With their bleak legacy of ethnic cleansings and other wholesale destruction, the Yugoslav Wars are not yet a conflict that can easily shoulder wacky fictive complications. Yet that’s what “American Renegades” primarily is, a military caper comedy, alternately bombastic and high-fiving. Frequent James Cameron collaborator Steven Quale, directing his third feature (after “Final Destination 5” and tornado thriller “Into the Storm”), can only lend generic bonhomie to the mix of puffery and preposterousness, while his cast demonstrates more physical fitness than personality. The exception is Simmons, who evidently decided this assignment was a joke, and enjoys himself sputtering drill-sergeant rage (albeit of an incongruously clean PG-13 kind) in his few scenes. If only the rest of the movie was equally droll.

This is a militaristic fantasy about as credible as a “G.I. Joe” movie, minus the excuse of a comic-book source. The stray moments of inspirational or sentimental content are so knee-jerk you wonder if the crew howled with laughter between takes. Any actual Navy SEALs who catch “American Renegades” would likely find it an insult, particularly after such prestigiously poker-faced recent films featuring their ranks as “Captain Phillips,” “Lone Survivor,” “Zero Dark Thirty” and “American Sniper.”

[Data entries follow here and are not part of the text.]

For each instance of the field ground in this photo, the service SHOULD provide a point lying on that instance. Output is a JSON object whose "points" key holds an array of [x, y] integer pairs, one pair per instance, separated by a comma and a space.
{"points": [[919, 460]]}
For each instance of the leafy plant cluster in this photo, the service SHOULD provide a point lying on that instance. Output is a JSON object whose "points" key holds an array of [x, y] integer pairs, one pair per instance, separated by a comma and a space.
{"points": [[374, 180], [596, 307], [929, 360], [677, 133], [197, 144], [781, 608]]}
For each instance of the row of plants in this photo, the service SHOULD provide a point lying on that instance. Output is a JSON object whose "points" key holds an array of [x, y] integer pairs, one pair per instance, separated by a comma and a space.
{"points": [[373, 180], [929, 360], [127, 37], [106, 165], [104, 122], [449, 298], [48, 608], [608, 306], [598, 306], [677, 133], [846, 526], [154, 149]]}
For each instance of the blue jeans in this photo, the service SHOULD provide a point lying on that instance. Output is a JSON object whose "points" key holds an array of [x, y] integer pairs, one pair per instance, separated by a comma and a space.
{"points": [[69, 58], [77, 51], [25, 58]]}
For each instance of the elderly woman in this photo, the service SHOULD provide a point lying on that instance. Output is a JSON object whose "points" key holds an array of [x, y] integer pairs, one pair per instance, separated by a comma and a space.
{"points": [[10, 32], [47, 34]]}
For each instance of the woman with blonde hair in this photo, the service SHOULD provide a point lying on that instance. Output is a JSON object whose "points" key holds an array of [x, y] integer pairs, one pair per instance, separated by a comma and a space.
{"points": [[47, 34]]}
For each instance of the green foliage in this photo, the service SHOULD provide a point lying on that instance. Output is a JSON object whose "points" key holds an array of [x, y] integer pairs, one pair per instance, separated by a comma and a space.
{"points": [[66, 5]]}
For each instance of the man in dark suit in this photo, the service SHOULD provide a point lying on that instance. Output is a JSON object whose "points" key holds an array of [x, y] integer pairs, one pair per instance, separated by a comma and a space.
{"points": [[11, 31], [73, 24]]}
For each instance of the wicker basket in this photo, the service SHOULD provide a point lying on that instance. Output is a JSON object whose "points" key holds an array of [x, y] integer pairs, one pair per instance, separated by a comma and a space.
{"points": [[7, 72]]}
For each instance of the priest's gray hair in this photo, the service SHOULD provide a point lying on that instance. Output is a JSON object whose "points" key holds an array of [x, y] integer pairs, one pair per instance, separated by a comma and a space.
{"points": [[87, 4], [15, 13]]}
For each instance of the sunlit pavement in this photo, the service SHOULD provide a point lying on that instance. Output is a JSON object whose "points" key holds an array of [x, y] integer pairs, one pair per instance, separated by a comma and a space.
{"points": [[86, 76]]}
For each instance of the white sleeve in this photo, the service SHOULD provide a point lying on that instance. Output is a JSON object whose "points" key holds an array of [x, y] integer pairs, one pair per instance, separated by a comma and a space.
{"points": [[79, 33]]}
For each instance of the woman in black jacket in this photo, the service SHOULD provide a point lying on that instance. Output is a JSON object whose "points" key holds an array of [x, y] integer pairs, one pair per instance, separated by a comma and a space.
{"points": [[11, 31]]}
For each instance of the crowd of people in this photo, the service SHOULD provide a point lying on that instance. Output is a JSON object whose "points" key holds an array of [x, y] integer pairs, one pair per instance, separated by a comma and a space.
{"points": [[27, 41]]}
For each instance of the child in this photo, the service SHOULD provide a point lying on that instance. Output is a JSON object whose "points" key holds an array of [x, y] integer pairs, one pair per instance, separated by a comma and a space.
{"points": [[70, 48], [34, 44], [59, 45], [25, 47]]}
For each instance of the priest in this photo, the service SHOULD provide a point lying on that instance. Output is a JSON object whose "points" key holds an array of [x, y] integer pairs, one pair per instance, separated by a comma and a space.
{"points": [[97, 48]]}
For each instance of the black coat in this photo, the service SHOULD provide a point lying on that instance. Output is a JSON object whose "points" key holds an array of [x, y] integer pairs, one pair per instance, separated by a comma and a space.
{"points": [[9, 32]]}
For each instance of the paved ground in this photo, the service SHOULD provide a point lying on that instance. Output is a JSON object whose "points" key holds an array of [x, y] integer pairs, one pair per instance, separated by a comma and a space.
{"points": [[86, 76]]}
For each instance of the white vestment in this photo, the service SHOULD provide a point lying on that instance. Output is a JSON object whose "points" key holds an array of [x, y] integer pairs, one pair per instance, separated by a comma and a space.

Yet its thus-far “perfect” Rotten Tomatoes score of zero isn’t quite fair. While not particularly inspired, memorable or suspenseful, the action here is impressively scaled, from a tank plunging off a bridge to helicopter stunts and all that diving activity. It may have been a bad investment, but technically first-rate “American Renegades” does put its considerable budgetary resources right up there onscreen. We can see just how the money was spent, even as we ponder why: Really, who thought it was a good idea to drop so many Euros on a starless, non-franchise adventure with an abrasive “America First” tenor (yet almost no American actors) and a particularly silly plot? Let no one claim the movie industry these days is bereft of crazy dreamers. Sometimes a movie like this one comes along whose decision-making is so reckless it takes the breath away, along with its investors’ hopes.